Encouraged by advances in genome analysis, these studies consist of analyzing the entire genome of tens of thousands or hundreds of thousands of individuals, whether healthy or sick, with the aim of identifying genetic risk factors associated with specific aspects of the disease.

Using this method, the scientists were able to identify 75 regions (loci) of the genome associated with Alzheimer’s, 42 of which had never previously been implicated in the disease. “Following this major discovery, we characterized these regions in order to give them meaning in relation to our clinical and biological knowledge, and thereby gain a better understanding of the cellular mechanisms and pathological processes at play,” explains Lambert.

Highlighting pathological phenomena

In Alzheimer’s disease, two pathological brain phenomena are already well documented: namely, the accumulation of amyloid-beta peptides and the modification of the protein Tau, aggregates of which are found in the neurons.

Here, the scientists confirmed the importance of these pathological processes. Their analyses of the various genome regions confirm that some are implicated in amyloid peptide production and Tau protein function.

Furthermore, these analyses also reveal that a dysfunction of innate immunity and of the action of the microglia (immune cells present in the central nervous system that play a “trash collector” role by eliminating toxic substances) is at play in Alzheimer’s disease.

Finally, this study shows for the first time that the tumor necrosis factor alpha (TNF-alpha)-dependent signaling pathway is involved in disease.

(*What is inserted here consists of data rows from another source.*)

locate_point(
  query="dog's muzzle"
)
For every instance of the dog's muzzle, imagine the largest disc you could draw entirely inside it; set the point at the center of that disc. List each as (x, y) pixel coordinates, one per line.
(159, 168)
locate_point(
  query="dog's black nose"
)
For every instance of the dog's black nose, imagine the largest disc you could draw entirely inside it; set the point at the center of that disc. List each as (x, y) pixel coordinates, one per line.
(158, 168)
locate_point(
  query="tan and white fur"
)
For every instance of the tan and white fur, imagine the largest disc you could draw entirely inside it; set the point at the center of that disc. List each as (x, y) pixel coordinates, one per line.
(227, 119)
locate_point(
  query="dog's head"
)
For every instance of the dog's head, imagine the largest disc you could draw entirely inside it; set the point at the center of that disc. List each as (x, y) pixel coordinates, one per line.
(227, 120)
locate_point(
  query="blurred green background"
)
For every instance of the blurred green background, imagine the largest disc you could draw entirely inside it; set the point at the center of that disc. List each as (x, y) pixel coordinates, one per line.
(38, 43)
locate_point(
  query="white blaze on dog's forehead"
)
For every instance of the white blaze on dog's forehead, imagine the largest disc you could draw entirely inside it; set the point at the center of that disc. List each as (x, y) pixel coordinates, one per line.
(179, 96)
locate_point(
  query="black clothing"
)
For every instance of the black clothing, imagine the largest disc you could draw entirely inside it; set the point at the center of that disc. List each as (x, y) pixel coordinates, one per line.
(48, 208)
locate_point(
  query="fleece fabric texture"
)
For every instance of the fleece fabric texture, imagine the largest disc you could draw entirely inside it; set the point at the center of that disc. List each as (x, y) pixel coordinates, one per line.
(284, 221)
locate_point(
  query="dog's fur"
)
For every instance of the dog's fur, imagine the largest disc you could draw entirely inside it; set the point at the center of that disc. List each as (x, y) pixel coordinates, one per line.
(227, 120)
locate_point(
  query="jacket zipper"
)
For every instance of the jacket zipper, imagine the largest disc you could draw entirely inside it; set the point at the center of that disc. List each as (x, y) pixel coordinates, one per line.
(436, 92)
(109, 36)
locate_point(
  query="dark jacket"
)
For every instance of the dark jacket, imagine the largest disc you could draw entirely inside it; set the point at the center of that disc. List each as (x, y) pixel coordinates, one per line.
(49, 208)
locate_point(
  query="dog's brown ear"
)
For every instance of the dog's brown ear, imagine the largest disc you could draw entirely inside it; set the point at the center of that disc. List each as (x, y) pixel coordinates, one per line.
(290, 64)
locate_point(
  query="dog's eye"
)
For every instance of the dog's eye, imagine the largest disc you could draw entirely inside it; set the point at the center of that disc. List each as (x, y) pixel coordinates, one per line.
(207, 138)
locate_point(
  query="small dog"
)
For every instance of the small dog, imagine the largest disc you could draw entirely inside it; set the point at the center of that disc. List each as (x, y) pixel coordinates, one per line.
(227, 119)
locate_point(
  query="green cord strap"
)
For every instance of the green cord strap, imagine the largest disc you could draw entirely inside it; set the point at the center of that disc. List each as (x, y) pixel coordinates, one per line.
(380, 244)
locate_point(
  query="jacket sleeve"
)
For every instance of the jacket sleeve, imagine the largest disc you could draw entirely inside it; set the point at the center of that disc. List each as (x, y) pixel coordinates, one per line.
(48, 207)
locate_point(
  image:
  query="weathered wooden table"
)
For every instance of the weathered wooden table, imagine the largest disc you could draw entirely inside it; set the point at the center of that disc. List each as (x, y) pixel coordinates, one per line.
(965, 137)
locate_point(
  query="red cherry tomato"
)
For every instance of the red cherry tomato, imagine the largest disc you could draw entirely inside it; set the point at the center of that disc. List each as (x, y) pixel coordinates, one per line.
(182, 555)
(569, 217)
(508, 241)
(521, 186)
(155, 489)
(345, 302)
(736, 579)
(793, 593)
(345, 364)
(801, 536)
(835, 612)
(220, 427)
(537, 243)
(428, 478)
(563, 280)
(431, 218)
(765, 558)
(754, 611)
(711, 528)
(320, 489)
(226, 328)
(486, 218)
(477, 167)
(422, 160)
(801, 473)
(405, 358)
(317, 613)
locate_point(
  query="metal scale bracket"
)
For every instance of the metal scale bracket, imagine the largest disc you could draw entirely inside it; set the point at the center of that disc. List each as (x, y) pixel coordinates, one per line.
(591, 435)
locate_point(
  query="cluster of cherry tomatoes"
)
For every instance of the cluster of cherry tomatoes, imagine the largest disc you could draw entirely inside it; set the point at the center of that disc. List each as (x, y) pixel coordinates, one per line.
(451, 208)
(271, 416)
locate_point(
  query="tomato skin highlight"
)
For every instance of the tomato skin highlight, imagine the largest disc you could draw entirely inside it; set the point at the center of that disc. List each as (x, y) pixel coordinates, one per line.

These findings confirm and add to our knowledge of the pathological processes involved in the disease and open up new avenues for therapeutic research. For example, they confirm the utility of the following: the conduct of clinical trials of therapies targeting the amyloid precursor protein, the continuation of microglial cell research that was initiated a few years ago, and the targeting of the TNF-alpha signaling pathway.

Risk score

Based on their findings, the researchers also devised a genetic risk score in order to better evaluate which patients with cognitive impairment will, within three years of its clinical manifestation, go on to develop Alzheimer’s disease. “While this tool is not at all intended for use in clinical practice at present, it could be very useful when setting up therapeutic trials in order to categorize participants according to their risk and improve the evaluation of the medications being tested,” explains Lambert.

In order to validate and expand their findings, the team would now like to continue its research in an even broader group. Beyond this exhaustive characterization of the genetic factors of Alzheimer’s disease, the team is also developing numerous cellular and molecular biology approaches to determine their roles in its development.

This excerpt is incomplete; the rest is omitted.